Patti Ogden and I had different views on the State Street Ballet of Santa Barbara’s performance of “Jungle Book” at the Saroyan. I thought it was a mild success. She writes:
I found the performance to be utterly boring, and I would go as far to say it was the worst ballet I’ve ever seen. There was too much sameness to the whole show. The music and choreography were both boring. There wasn’t enough contrast in it either. There needs to be highs and lows, peaks and valleys to keep the performance interesting, especially when it’s a show that’s trying to pique the interest in dance with youngsters. Kids sitting around us were squirming in their seats. They were as bored as we were.
The costumes were creative but it was hard to tell which animals were which. There wasn’t enough differentiation in the costuming for the most part either. The snake and panther were the easiest to figure out. The rest of the costumes raised questions in the viewing. The dancing was totally uninspired. The dancers executed their steps but there was no fire, no spirit in their movements. I found the dancing lethargic. Perhaps that was because the choreography was uninspiring too … again too much sameness.

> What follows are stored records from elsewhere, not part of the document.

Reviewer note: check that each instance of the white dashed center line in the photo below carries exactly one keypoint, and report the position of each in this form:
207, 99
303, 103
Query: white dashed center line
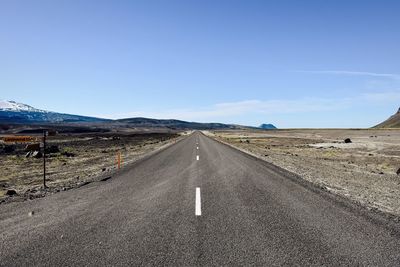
198, 202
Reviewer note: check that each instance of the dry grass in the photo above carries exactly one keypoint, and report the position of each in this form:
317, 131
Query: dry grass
364, 170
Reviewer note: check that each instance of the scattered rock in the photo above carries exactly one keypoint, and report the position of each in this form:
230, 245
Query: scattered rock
68, 154
52, 149
9, 148
11, 192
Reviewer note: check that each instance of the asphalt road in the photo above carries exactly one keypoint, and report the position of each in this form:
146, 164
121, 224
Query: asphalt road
252, 213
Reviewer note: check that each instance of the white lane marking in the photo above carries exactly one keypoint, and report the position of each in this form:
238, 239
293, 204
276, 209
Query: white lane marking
198, 202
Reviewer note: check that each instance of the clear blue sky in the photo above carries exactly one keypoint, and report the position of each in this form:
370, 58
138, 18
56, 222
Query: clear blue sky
291, 63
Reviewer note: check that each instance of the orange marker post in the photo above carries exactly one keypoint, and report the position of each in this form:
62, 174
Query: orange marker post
119, 160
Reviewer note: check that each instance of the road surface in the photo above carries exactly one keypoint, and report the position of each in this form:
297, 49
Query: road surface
198, 202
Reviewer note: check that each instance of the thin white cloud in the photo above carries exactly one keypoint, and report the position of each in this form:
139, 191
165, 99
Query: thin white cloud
222, 112
247, 107
383, 97
352, 73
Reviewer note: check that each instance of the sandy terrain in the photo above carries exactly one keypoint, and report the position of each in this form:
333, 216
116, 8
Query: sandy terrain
81, 158
363, 170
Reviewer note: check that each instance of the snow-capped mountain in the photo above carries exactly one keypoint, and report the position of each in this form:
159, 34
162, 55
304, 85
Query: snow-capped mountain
14, 106
13, 112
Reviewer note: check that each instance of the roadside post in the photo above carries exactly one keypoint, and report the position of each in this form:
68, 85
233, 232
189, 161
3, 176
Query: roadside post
45, 133
119, 160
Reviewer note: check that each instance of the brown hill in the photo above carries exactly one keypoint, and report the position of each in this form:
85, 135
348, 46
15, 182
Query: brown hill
392, 122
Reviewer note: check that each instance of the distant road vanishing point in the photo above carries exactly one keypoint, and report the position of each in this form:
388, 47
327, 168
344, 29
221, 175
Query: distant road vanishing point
197, 202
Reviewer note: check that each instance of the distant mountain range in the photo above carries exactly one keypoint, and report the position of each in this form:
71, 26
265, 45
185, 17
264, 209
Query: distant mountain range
12, 112
392, 122
267, 126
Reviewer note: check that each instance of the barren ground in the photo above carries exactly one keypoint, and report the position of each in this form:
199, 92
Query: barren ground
364, 170
82, 158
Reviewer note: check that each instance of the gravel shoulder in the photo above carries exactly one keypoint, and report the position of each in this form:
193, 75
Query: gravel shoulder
78, 160
363, 170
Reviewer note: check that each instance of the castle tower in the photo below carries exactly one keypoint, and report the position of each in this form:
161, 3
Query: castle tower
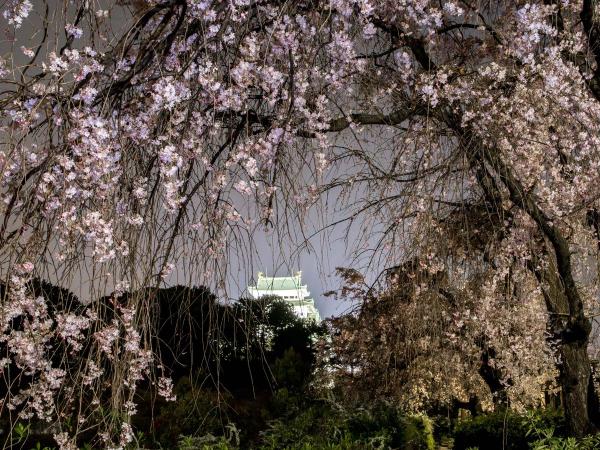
290, 290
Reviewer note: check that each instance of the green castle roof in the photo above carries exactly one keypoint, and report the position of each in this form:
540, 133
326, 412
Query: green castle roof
278, 283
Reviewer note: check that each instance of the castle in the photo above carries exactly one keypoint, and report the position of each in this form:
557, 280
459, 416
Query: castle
290, 290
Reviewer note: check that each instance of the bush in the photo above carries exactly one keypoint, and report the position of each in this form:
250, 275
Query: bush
324, 426
504, 430
195, 413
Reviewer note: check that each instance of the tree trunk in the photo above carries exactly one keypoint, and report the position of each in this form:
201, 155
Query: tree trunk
578, 398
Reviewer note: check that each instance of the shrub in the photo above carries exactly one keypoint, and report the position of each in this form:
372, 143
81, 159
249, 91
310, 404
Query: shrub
503, 430
325, 426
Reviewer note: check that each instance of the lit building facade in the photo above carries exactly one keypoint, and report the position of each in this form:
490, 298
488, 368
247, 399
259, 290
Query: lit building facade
290, 290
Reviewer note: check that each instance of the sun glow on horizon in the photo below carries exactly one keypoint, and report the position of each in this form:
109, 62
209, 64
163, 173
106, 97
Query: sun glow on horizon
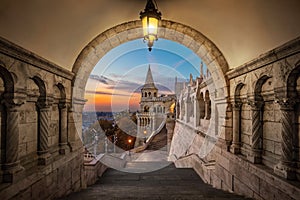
114, 84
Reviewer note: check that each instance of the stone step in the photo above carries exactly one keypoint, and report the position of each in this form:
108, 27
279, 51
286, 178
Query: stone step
167, 183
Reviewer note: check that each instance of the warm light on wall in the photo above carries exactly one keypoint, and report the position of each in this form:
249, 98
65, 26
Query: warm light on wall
150, 18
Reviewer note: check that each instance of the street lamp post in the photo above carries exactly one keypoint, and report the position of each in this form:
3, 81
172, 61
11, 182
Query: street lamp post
150, 18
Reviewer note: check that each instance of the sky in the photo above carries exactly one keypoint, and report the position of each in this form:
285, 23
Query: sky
115, 82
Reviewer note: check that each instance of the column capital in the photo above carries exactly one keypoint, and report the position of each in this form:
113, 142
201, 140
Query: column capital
286, 103
255, 104
237, 105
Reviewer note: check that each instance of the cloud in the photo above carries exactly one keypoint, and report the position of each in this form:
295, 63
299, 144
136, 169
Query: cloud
105, 93
102, 79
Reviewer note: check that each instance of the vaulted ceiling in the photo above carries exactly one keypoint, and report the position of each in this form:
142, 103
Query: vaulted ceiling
59, 29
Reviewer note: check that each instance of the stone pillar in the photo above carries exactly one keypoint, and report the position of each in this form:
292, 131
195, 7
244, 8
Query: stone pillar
286, 167
236, 128
207, 109
186, 108
201, 108
255, 153
43, 133
71, 130
196, 113
11, 163
170, 124
63, 129
138, 125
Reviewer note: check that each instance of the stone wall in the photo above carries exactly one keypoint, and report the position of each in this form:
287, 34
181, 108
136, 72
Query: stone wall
41, 151
260, 158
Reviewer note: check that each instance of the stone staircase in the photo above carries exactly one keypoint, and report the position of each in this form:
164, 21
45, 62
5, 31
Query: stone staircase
167, 183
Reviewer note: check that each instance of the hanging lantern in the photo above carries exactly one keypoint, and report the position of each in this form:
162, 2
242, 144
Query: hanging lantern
150, 18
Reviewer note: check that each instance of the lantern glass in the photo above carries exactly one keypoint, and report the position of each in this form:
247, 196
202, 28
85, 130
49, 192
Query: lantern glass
150, 25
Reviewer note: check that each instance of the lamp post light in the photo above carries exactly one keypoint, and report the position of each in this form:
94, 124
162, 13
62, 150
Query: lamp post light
150, 18
115, 142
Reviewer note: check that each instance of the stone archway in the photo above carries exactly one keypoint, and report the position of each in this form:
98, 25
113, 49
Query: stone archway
185, 35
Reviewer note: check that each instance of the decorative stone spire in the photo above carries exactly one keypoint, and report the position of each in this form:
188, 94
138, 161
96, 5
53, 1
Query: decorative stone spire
201, 70
149, 83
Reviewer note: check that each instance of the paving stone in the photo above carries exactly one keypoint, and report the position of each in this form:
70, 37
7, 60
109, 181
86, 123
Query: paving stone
167, 183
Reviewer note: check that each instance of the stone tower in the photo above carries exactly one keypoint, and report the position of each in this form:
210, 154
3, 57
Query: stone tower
148, 91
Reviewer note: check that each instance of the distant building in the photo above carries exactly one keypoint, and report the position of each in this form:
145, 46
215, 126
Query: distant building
153, 110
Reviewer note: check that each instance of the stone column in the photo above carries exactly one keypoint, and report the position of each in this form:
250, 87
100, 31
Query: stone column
43, 133
71, 130
236, 128
11, 163
170, 124
63, 123
207, 109
138, 125
202, 108
255, 153
286, 167
196, 113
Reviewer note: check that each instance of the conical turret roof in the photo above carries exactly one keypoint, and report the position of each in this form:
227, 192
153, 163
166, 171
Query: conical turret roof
149, 83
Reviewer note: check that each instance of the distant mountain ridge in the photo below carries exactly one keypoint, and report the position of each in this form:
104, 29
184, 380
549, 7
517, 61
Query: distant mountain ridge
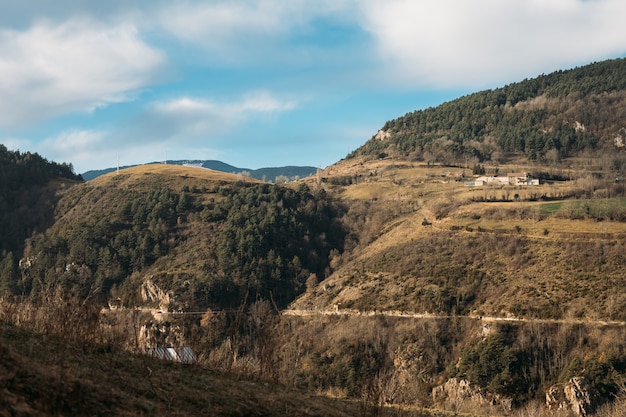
264, 174
545, 118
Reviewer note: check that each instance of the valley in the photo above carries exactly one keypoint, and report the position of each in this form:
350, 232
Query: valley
413, 277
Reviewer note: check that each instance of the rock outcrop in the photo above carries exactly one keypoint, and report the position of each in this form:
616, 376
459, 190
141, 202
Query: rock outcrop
575, 395
455, 392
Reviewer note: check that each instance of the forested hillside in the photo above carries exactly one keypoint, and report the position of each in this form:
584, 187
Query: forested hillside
211, 243
28, 185
545, 118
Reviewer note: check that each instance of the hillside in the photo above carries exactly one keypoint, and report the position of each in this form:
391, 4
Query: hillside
263, 174
226, 237
43, 376
546, 118
444, 251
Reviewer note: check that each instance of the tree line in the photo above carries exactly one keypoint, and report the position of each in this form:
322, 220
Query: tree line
567, 111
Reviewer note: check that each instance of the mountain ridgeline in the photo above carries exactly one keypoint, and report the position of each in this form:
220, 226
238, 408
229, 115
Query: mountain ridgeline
212, 243
26, 197
398, 275
273, 174
545, 118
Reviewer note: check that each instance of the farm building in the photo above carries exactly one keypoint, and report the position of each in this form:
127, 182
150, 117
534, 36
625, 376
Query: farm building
515, 178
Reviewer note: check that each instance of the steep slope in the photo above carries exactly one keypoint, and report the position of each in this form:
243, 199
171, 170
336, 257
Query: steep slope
203, 237
424, 242
44, 376
264, 174
545, 118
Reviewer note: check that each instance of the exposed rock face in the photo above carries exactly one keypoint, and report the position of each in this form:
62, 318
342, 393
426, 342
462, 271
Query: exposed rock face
151, 293
455, 392
575, 395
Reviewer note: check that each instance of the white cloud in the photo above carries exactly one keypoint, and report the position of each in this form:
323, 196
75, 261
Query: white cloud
80, 147
248, 30
51, 69
452, 43
188, 116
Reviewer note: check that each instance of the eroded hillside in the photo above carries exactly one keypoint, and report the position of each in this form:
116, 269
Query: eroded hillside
429, 243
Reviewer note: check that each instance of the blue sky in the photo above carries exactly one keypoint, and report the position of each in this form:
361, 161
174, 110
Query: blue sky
267, 82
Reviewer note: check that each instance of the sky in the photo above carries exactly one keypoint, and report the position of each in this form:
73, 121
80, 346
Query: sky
268, 82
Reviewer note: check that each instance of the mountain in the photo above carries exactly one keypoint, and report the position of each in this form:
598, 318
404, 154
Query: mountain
440, 254
264, 174
548, 117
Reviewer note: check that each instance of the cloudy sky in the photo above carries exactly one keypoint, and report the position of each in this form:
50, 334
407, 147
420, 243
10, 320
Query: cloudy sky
258, 83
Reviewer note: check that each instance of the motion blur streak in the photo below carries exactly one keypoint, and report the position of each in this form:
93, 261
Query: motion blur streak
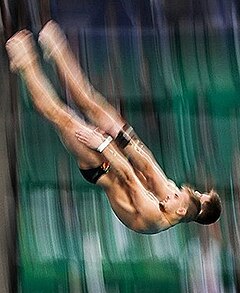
172, 69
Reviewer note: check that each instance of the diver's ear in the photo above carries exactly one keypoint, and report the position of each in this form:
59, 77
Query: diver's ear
181, 211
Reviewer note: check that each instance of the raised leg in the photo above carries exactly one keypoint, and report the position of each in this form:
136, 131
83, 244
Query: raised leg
88, 99
23, 58
91, 102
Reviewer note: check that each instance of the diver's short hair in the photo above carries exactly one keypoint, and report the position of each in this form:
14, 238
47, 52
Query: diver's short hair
211, 210
194, 207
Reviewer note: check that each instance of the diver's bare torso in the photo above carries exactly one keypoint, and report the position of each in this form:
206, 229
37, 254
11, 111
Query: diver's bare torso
145, 218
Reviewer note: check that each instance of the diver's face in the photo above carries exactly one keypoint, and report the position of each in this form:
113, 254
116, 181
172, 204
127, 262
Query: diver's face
174, 206
203, 197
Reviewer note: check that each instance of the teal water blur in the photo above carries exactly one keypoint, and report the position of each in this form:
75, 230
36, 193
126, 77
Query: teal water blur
178, 85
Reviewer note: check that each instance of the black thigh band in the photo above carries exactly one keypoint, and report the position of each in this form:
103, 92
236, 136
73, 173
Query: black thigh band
92, 175
124, 136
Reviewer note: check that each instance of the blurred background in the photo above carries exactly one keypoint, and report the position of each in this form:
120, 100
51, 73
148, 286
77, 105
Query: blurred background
172, 69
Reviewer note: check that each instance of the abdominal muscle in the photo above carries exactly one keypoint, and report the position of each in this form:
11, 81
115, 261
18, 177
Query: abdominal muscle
125, 210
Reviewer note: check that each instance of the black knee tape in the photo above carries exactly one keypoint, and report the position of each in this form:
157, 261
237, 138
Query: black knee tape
124, 136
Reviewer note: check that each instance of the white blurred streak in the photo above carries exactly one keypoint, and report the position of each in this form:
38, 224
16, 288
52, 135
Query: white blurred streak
93, 263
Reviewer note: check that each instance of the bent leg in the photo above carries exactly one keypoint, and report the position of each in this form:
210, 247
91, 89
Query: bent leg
89, 100
23, 58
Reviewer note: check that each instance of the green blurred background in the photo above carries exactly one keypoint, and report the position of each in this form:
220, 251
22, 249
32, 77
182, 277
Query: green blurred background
173, 71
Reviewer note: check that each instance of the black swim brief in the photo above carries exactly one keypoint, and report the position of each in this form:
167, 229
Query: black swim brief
92, 175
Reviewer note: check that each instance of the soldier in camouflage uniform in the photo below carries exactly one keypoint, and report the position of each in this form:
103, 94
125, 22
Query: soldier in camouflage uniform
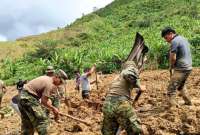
181, 62
117, 108
33, 115
2, 91
55, 95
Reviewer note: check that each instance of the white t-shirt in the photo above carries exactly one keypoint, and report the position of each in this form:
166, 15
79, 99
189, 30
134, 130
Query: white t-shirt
85, 83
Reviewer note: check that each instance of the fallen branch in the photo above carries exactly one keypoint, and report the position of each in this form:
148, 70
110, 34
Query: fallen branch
74, 118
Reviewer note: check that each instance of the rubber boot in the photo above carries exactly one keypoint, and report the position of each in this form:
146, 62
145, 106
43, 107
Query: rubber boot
172, 101
185, 97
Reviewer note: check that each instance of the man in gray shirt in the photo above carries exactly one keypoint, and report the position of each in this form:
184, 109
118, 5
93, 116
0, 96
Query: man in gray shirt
85, 83
181, 62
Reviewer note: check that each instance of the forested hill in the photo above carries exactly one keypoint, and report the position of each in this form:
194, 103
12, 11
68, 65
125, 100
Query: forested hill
105, 37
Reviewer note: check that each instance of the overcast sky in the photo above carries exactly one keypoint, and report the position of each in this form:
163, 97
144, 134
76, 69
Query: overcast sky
19, 18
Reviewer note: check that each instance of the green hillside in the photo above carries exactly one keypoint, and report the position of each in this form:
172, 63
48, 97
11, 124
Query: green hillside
106, 36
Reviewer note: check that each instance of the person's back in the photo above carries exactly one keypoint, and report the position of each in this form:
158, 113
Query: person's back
40, 86
181, 47
120, 86
84, 81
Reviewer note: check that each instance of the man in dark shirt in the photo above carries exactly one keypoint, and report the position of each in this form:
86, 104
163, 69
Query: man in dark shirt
181, 62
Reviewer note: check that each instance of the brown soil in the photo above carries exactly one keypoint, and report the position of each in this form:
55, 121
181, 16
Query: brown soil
154, 118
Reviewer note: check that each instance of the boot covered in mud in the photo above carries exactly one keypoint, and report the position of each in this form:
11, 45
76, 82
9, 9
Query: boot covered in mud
185, 97
172, 102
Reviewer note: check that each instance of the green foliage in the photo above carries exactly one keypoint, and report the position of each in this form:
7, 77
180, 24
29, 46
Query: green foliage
106, 36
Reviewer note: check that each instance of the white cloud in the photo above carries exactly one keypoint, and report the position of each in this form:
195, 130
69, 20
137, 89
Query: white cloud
28, 17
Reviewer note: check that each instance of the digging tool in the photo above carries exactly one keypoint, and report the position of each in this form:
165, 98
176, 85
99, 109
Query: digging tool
76, 119
138, 51
67, 102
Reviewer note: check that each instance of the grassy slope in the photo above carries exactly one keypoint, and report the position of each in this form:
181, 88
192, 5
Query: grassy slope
106, 36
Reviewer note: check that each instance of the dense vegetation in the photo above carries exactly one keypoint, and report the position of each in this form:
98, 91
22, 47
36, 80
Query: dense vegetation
106, 36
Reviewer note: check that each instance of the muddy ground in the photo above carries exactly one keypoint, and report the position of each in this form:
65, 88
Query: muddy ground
155, 120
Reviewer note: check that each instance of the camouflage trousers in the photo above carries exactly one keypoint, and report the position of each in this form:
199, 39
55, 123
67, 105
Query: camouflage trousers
55, 101
1, 97
117, 112
33, 115
177, 81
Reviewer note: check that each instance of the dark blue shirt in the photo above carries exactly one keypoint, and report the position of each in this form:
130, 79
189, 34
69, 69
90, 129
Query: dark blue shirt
181, 47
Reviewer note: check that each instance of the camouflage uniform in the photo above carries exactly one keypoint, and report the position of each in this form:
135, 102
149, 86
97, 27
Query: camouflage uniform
177, 82
117, 108
2, 86
32, 114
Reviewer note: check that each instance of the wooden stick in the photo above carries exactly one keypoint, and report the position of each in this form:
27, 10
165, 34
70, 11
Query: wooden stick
74, 118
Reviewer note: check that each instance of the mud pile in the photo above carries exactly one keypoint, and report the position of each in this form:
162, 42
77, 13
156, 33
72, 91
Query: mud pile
155, 119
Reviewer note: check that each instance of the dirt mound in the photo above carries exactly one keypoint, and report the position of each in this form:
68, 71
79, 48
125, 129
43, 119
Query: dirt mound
155, 119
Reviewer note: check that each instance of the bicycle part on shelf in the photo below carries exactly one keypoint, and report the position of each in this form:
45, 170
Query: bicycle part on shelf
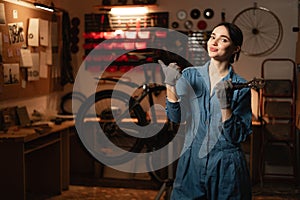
262, 30
175, 25
195, 13
201, 25
256, 83
188, 24
208, 13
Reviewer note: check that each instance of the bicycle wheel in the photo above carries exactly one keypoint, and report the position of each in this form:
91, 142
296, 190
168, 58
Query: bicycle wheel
262, 31
104, 131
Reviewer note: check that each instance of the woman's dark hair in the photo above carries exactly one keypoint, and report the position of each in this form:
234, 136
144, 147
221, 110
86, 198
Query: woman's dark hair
236, 35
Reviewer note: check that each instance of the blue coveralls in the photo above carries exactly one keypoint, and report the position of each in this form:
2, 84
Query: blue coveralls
212, 165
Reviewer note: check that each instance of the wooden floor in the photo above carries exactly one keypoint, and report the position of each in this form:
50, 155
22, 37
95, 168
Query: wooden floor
268, 192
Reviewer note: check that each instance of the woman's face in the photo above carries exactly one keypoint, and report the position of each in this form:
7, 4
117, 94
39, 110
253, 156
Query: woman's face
219, 46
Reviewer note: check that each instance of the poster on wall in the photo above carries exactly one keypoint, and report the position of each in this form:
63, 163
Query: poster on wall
2, 14
16, 32
33, 32
11, 73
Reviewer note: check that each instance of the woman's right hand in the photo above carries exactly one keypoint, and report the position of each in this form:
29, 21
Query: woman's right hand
171, 72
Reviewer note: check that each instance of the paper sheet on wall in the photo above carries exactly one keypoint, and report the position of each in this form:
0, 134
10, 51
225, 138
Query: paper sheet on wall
34, 71
49, 47
2, 14
43, 65
26, 59
43, 26
33, 32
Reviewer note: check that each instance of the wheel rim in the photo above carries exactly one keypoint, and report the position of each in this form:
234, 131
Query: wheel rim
262, 31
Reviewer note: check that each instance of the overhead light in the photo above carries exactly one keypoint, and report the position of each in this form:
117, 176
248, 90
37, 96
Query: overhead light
44, 7
129, 11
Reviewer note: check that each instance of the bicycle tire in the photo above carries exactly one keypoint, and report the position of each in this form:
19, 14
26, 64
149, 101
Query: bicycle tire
101, 109
262, 30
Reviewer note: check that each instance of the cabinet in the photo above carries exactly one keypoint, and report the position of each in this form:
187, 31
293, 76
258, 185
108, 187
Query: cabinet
34, 165
278, 111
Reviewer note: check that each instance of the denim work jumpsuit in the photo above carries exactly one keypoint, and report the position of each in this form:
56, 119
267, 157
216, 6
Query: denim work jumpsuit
212, 165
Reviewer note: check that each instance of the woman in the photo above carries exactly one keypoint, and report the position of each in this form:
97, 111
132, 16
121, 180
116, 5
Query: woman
217, 118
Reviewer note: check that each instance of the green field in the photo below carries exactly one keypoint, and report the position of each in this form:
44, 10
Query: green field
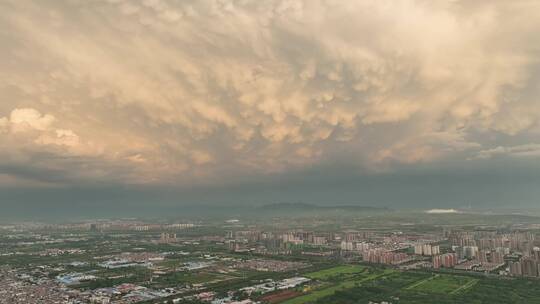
360, 276
327, 273
447, 284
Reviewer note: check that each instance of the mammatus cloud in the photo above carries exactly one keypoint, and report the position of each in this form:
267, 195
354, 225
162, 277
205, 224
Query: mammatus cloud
159, 91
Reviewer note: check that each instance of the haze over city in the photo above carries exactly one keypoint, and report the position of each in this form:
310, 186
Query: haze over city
132, 107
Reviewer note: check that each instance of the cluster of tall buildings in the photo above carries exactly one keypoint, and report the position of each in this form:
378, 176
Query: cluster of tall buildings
380, 256
447, 260
426, 249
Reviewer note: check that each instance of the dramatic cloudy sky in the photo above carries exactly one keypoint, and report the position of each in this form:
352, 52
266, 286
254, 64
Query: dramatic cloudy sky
402, 103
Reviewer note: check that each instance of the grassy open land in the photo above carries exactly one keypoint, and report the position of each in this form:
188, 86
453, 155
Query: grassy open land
329, 289
442, 284
427, 288
327, 273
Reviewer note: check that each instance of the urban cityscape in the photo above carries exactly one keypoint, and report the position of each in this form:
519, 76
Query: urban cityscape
361, 257
269, 152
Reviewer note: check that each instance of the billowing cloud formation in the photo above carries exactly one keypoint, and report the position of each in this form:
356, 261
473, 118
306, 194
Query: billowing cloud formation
158, 91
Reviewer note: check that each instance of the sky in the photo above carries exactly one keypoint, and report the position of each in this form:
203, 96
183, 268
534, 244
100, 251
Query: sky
143, 104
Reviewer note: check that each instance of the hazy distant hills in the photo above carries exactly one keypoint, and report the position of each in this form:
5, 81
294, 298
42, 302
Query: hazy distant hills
304, 207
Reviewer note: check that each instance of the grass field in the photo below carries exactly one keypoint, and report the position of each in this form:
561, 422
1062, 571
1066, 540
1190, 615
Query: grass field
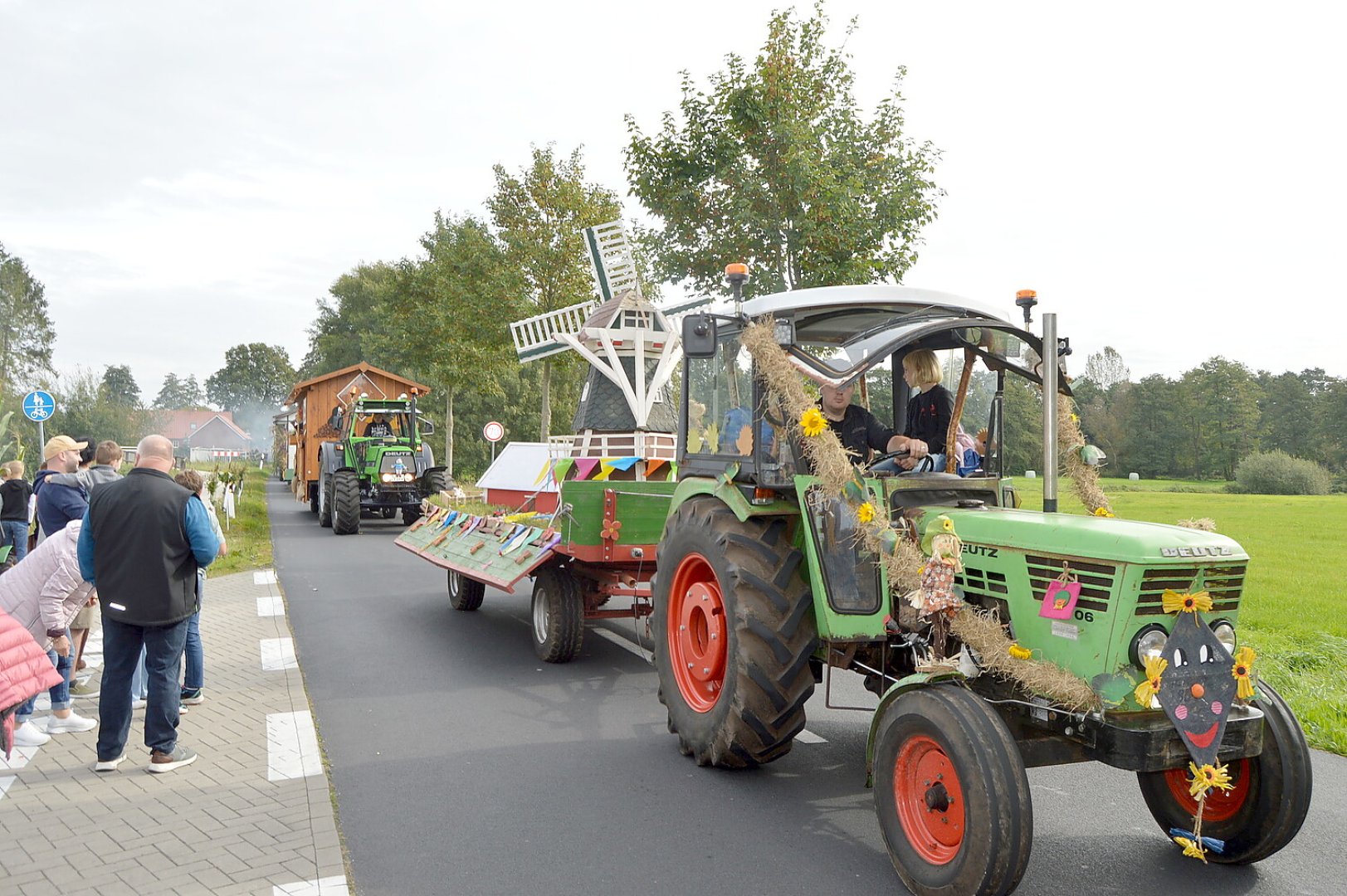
250, 533
1293, 612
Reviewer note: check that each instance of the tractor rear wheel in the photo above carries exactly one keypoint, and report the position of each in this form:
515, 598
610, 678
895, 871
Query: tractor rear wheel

We were told the show was almost sold out and so were only able to get tickets in the lower balcony, which turned out to be just as expensive as the orchestra. That certainly was a rip- off. We saw lots of empty seats, and wondered why the ploy of almost sold out? Our tickets cost us over $100 with tax and it was money wasted on such a disappointing ballet.
I am a former dancer so I suppose I look at a ballet performance with a more critical eye than most people who attend shows. However, my husband, who likes ballet, but knows nothing about it, was just as bored as I was. He pleaded with me to leave at intermission. I said, “No, maybe the second part of the show will be better.” I reminded him we paid a lot of money for our tickets so should stay to the end. Well, we stayed but the performance didn’t get any better. We left the Saroyan feeling very let down after what should have been an entertaining afternoon. I hope Valley Performing Arts can bring better quality shows to Fresno in the future. I might be hard pressed to attend another of their presentations though.
Meanwhile, reader Angelica Cano is irked that smaller movies don’t stay long in Fresno:
I was really looking forward to seeing the movie “Blue Valentine” and last weekend I noticed it was finally showing in Fresno. This weekend, when I checked the times, it had disappeared. Any idea why theatres are removing Oscar-nominated movies like “Blue Valentine” or only showing them at night like “The Fighter?” Is it all due to Bieber fever?
My response: This is one of the most common movie questions I get from Fresno readers, and to answer it I’ll once again put on my tough-love hat: If you want to see these kinds of smaller titles, you have to put some effort into it.
If you’re really intent on seeing a certain film, you can’t leisurely wait a couple of weekends to do so. Sure, it might still be playing, but it also might be gone. The local theater chains are very matter-of-fact when it comes to deciding what comes and what goes each week, and if a film performs poorly its opening weekend, chances are it will be out of here the next. There’s also the matter of how many prints were made by the studio; if it’s a small-budget film, chances are there are limited prints, and if a film isn’t performing well in Fresno, it gets shipped somewhere else.
Yes, you might say, but one of the advantages of a mainstream release is the luxury of being able to wait weeks or even months and see it at your convenience. Well, sorry. This is life in a medium-sized market such as Fresno. (Actually, there are only a handful of cities in the country where smaller films merrily run for long stretches.) Think of it this way: When Fresno Filmworks brings in a film, it’s only for two screenings on one evening. When a smaller film gets a commercial run in Fresno, it’s probably going to be playing 35-40 times over a 7-day span. That’s practically an extravaganza!